Boy, 13, From Anti-Violence Ad is in Critical Condition After Getting Hit By Stray Bullet
Zarriel Trotter was on his way home after playing basketball with his friends when he was shot in the lower back around 8:30 p.m. Friday in Chicago.
A 13-year-old Chicago boy who appeared last year in an award-winning anti-violence campaign is fighting for his life after being hit by a stray bullet as he was walking home over the weekend, according to reports.
Zarriel Trotter was on his way home after playing basketball with his friends when he was shot in the lower back around 8:30 p.m. Friday in South Austin, the Chicago Tribune reported.
Two groups had been fighting down the street from Trotter and someone began shooting, hitting the seventh-grader near his spine. He was not the intended target, authorities said.
Trotter was rushed to Mount Sinai Hospital, where he underwent surgery and was sedated as he fought for his life, the Tribune wrote.

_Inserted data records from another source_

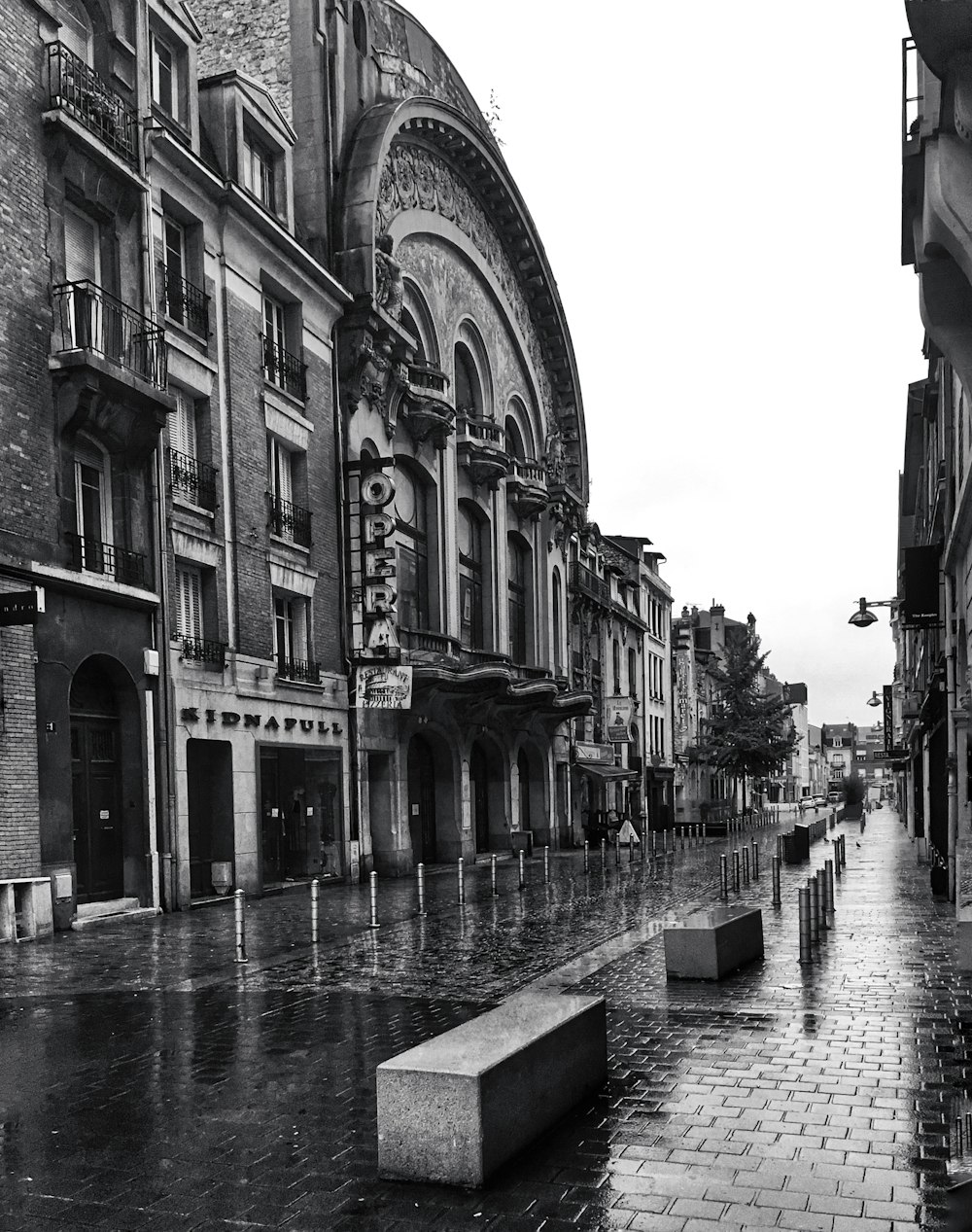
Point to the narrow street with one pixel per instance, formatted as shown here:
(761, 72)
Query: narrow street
(149, 1083)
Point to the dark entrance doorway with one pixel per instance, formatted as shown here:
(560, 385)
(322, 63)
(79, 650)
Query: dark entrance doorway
(96, 786)
(479, 793)
(422, 801)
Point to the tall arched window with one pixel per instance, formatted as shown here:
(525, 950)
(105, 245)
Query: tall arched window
(411, 521)
(517, 582)
(472, 625)
(557, 591)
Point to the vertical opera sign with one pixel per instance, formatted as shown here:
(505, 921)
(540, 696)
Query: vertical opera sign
(372, 532)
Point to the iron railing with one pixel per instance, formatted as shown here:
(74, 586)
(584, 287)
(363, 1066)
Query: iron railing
(88, 318)
(83, 93)
(303, 670)
(192, 478)
(202, 651)
(284, 370)
(290, 521)
(93, 556)
(185, 303)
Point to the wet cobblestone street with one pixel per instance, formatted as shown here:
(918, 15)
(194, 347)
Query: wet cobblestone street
(147, 1082)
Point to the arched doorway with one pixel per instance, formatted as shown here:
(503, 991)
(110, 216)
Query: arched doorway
(422, 801)
(96, 784)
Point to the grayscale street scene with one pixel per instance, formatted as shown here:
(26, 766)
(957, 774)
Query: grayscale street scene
(486, 554)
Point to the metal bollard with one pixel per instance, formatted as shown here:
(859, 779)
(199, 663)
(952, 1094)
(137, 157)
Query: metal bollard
(239, 912)
(373, 921)
(815, 892)
(806, 933)
(820, 879)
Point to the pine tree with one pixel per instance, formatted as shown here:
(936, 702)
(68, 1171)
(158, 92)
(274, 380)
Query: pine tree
(750, 732)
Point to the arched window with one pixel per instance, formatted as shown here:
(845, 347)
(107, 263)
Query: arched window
(517, 593)
(472, 625)
(411, 521)
(557, 590)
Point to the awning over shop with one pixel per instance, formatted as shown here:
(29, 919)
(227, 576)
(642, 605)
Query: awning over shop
(603, 773)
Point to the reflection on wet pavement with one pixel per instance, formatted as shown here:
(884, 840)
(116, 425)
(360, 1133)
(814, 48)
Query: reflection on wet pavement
(146, 1082)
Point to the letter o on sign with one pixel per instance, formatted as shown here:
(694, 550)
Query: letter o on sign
(377, 489)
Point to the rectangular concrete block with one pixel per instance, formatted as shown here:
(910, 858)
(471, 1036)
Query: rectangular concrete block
(457, 1107)
(711, 944)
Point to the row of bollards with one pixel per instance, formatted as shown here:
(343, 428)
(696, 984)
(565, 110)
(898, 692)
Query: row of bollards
(819, 891)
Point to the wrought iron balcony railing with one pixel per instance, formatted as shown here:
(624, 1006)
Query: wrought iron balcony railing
(75, 88)
(302, 670)
(290, 521)
(90, 319)
(193, 479)
(202, 651)
(92, 556)
(284, 370)
(185, 303)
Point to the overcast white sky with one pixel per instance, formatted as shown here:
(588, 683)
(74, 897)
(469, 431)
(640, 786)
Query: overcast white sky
(718, 190)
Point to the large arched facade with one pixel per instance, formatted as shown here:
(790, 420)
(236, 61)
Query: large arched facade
(457, 360)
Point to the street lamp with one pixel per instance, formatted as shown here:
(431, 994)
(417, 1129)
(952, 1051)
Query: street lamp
(864, 616)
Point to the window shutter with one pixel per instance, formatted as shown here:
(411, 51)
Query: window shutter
(81, 248)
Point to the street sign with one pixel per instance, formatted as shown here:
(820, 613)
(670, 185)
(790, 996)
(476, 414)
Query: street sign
(21, 606)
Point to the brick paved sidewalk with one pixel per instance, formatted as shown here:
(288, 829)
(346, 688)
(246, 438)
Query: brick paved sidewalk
(147, 1083)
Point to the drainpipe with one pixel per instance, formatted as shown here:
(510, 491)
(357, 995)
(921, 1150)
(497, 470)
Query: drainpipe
(953, 759)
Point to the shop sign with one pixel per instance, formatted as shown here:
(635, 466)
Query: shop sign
(383, 687)
(271, 723)
(371, 492)
(21, 606)
(597, 755)
(618, 720)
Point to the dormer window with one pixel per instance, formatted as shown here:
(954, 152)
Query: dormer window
(259, 171)
(165, 75)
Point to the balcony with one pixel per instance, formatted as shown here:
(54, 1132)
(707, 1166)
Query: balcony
(284, 370)
(77, 90)
(198, 650)
(526, 485)
(428, 411)
(290, 521)
(187, 304)
(300, 670)
(88, 319)
(116, 563)
(192, 479)
(480, 448)
(585, 581)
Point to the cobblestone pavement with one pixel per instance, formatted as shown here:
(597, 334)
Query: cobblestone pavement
(147, 1082)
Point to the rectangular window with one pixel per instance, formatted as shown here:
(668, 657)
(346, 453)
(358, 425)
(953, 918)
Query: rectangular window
(189, 598)
(164, 77)
(259, 173)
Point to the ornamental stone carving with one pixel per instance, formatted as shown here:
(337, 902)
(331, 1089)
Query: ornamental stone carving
(414, 178)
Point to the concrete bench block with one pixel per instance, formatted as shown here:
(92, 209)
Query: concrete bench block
(457, 1107)
(711, 944)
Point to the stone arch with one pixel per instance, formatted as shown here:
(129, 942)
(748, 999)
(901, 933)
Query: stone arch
(378, 183)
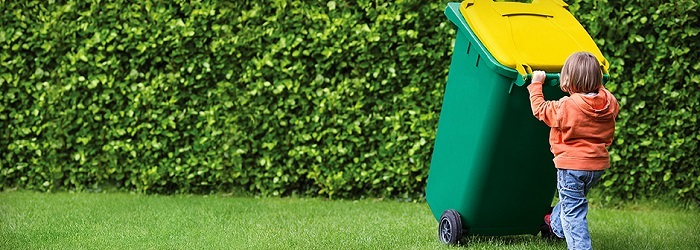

It was only a year ago that the teen lamented in a public service announcement the violent conditions with which he and his friends had to live through.
“I don’t want to live around in my community where I got to keep on hearing and hearing people keep on getting shot, people keep on getting killed,” Trotter, who is known by friend and family as Zari, said in the video titled “Black is Human.”
The minute-long video, posted to YouTube, states that the leading cause of death for black boys and teens is homicide, citing 2013 data from the Centers for Disease Control and Prevention.
“The loss of a black boy is a loss for America,” the video says.
Trotter was one of several boys who were interviewed as part of an anti-violence campaign, Catalyst Circle Rock Charter School Principal Elizabeth Jamison-Dunn told the Tribune.
Trotter has been involved for the last two years with the school’s male empowerment mentoring program, which includes meetings with influential men in the community, she said.
“Every morning he greets me with a big smile on his face, which makes my day,” Jamison-Dunn told the paper, saying that he walks his younger brother, a third-grader, to school every day. “I feel horrible that this happened to him.”